Let’s see why in the case ${N = 2}$. Suppose we again have two experts ${H}$ and ${T}$, and are trying to predict a fair coin toss. I.e., every time the loss vector is either ${(1,-1)}$ or ${(-1, 1)}$ with equal probability. So our expected gain is at least ${0}$. But after ${T}$ coin tosses, with constant probability we have ${\Omega(\sqrt{T})}$ more flips of one type than of another, and indeed, the expected gain of one of the static experts is ${\Omega(\sqrt{T})}$. So our regret cannot be less than ${\Omega(\sqrt{T})}$ even for two experts. Similarly for ${N}$ experts one can show that ${\Omega(\sqrt{T \log N})}$ is necessary.

• Larger Range of Loss Vectors. For the setting where loss/gain functions could be in ${[-\rho, \rho]^N}$, we claimed an algorithm with average regret less than ${\epsilon}$ as long as ${T \geq \frac{4 \rho^2 \ln N}{\varepsilon}}$. We left it as an exercise in HW3.

In fact, you can prove something slightly weaker for the asymmetric setting where losses are in ${[-\gamma, \rho]^N}$, where ${1 \leq \gamma \leq \rho}$. In handwritten notes on the webpage, I show how to use a guarantee for Hedge to get

$\displaystyle \frac{1}{T} \sum_t \langle p^t, \ell^t \rangle \leq (1 - \varepsilon) \frac{1}{T} \sum_t \langle e_i, \ell^t \rangle + \varepsilon \quad \forall i \in [N]$

as long as ${T = \Omega( \frac{\rho \gamma \ln N}{\varepsilon^2})}$. The constants are worse, and there’s a ${(1-\varepsilon)}$ term hitting the “best expert” term, but the analysis is mechanical.

You can use this gurantee along with the shortest-path oracle to get an ${O(\frac{F^* \log m}{\varepsilon^{O(1)}})}$-iteration algorithm for ${(1-\varepsilon)}$-approximate maximum flow algorithm, since the gains will be in the range ${[-1, F^*]}$. More details below.

• The max-flow part was fast, here are some more details. We wrote the LP, and plugged it into the multiplicative weights framework. Since we had a constraint for each edge ${e}$, the “average” constraint looked like:

$\displaystyle \sum_e p_e \sum_{P: e \in P} f_P \leq \sum_e p_e \cdot 1 = 1.$

Flipping the summations, we get

$\displaystyle \sum_{P} f_P \sum_{e \in P} p_e \leq 1.$

If we denote ${len(P) = \sum_{e \in P} p_e}$ the optimal solution is to send flow along a shortest path, where the edge lengths are ${p_e}$. We can find this using Dijkstra even though we cannot write the massive LP down.
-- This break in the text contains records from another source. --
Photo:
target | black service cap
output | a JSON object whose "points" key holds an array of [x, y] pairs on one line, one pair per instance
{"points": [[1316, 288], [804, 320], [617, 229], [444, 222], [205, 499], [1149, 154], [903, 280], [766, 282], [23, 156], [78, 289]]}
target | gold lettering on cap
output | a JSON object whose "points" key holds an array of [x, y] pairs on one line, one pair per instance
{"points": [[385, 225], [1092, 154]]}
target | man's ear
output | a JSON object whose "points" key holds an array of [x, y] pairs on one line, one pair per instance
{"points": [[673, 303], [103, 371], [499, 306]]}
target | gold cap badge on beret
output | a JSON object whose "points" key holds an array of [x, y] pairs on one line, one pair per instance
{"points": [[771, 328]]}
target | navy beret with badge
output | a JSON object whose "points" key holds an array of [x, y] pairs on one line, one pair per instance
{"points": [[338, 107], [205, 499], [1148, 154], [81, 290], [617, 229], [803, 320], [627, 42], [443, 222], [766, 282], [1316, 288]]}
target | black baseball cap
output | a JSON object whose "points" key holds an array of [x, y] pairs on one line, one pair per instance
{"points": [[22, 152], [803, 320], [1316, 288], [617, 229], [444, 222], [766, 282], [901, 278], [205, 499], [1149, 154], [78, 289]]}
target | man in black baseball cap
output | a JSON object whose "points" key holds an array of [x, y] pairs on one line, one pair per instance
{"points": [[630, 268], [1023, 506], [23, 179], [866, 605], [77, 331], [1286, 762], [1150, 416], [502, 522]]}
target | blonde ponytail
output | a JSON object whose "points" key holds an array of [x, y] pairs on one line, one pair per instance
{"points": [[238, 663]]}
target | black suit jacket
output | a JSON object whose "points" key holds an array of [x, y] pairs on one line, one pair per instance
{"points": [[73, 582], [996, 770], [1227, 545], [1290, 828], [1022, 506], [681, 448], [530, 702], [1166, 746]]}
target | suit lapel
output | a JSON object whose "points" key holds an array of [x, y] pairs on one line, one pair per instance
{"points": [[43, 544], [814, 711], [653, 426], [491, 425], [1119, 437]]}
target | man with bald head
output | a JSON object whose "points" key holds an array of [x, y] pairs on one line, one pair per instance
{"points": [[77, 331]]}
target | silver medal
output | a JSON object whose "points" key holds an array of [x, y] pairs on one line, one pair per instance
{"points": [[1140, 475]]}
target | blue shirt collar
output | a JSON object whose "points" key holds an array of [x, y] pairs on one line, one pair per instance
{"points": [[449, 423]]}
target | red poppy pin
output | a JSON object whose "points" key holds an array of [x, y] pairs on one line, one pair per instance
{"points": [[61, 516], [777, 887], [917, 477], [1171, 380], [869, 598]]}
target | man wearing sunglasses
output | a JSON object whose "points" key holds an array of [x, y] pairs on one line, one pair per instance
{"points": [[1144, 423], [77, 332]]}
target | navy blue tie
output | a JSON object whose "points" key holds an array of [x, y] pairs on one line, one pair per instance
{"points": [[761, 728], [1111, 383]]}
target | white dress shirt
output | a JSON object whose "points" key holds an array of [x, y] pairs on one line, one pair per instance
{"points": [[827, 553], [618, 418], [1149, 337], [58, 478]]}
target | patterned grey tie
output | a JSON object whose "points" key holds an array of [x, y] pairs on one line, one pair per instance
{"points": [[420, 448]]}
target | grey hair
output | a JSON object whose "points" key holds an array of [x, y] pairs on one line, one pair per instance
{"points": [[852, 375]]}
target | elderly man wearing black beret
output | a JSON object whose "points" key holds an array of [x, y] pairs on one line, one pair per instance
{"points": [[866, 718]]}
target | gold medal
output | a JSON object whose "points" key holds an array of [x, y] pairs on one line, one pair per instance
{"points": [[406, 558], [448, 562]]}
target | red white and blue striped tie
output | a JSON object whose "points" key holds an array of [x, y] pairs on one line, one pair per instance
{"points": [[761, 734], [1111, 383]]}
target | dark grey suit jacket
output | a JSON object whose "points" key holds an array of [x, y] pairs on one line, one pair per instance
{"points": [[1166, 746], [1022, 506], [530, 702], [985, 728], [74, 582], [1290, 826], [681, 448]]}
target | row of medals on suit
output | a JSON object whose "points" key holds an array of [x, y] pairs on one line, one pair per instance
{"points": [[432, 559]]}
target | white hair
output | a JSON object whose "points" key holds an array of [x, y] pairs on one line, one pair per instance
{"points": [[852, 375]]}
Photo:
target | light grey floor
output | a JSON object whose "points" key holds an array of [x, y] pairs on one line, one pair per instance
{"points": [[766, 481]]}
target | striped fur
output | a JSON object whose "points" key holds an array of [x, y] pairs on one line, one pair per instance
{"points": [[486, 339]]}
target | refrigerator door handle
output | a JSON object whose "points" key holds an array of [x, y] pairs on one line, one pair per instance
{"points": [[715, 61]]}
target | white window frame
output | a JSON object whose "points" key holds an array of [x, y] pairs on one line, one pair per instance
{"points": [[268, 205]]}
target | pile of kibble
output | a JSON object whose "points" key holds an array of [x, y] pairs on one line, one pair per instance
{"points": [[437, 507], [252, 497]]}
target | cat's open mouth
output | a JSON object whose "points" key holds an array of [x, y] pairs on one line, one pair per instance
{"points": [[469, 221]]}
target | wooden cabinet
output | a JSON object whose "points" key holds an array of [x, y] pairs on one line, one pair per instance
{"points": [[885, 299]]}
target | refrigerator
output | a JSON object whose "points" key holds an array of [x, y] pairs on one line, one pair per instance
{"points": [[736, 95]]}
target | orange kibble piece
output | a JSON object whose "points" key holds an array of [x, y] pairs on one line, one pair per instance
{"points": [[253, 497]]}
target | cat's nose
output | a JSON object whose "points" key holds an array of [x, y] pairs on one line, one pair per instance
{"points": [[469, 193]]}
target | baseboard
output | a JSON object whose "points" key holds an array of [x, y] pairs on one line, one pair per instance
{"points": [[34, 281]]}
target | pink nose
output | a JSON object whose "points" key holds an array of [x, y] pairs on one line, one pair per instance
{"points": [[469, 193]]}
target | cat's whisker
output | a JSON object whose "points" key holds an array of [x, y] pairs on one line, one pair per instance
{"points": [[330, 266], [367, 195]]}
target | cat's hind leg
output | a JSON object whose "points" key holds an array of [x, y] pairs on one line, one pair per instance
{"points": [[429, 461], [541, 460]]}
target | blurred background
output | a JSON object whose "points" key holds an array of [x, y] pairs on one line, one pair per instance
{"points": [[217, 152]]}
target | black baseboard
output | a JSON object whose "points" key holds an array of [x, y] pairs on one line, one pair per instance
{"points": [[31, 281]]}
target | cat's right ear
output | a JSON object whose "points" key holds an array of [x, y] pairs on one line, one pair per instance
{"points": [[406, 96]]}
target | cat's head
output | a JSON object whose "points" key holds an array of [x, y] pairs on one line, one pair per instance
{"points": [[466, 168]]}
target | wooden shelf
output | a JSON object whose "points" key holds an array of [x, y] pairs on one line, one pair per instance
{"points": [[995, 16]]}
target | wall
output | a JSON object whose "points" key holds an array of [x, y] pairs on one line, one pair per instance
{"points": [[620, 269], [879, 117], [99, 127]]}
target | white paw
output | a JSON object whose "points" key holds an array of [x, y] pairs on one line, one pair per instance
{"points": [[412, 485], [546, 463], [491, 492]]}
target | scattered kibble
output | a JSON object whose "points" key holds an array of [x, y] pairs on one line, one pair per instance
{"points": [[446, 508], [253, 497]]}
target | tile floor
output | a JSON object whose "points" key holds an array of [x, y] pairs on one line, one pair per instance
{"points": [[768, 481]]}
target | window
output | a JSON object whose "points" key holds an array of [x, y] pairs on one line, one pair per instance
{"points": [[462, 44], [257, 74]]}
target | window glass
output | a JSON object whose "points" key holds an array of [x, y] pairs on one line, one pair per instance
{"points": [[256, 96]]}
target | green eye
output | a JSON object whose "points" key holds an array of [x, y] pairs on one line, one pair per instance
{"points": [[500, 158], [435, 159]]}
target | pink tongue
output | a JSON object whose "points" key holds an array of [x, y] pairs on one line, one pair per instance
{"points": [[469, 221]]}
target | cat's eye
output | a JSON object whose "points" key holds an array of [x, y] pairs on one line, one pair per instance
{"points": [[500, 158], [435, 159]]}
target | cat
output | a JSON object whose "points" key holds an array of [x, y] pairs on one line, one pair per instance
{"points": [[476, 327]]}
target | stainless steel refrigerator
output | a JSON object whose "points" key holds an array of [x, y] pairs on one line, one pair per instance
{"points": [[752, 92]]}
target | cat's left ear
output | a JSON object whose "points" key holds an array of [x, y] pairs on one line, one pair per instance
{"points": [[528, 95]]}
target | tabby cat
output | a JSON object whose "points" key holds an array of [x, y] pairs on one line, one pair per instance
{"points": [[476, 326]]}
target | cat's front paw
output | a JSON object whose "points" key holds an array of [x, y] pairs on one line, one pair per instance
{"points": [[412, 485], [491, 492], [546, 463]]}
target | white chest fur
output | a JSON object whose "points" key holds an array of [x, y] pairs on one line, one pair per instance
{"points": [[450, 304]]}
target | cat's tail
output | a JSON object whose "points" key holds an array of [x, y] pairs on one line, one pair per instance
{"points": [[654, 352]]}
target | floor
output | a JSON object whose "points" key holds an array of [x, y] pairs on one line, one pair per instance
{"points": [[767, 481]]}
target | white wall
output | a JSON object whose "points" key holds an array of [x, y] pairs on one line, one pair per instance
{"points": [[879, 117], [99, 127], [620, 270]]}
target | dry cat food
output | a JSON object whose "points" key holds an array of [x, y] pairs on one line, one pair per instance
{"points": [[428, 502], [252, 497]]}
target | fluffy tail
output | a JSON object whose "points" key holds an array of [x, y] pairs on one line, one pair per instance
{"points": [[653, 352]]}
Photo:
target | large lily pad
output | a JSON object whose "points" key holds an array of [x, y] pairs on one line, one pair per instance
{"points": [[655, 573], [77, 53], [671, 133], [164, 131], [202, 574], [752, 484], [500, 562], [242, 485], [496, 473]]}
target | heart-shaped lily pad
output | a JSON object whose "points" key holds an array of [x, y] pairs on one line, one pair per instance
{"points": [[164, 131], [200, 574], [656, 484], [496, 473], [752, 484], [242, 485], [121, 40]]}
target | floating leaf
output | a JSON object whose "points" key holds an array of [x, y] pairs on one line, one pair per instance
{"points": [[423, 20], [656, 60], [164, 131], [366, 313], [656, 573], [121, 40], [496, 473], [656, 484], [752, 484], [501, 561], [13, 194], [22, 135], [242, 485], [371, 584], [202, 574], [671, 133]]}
Since the “easy” constraints were ${K = \{ f_P \geq 0, \sum_P f_P = F^*\}}$, we send ${F^*}$ flow along this shortest path. Now we update the probabilities (edge lengths), find another shortest path, push flow, and repeat. At each step the gains will be in the range ${[-1, F^*]}$.

So we can use the asymmetric losses analysis above. After ${T = \Theta(\frac{F^* \log m}{\varepsilon^{2}})}$-iterations, taking the “average” flow ${\widehat{x}_e := \frac{1}{T} \sum_{t = 1}^T \sum_{P: e \in P} f^t_P}$, we have that for each edge ${e}$,

$\displaystyle (1-\varepsilon)\cdot\left(\widehat{x}_e - 1\right) \leq \varepsilon \quad \Rightarrow \quad \widehat{x}_e \leq 1 + \frac{\varepsilon}{1-\varepsilon} = \frac{1}{1-\varepsilon}.$

(How? chase through the LP-solving analysis we did in lecture, but use the above asymmetric analysis, instead of the standard symmetric one we used.)

Finally, the flow is not feasible, since it may violate edge capacities. So scale down. I.e., define the flow ${(1-\varepsilon)\widehat{x}}$: it has value ${(1-\varepsilon)F^*}$ and satisfies all the edge constraints. Viola.

• Next lecture we will do the improvement using electrical flows.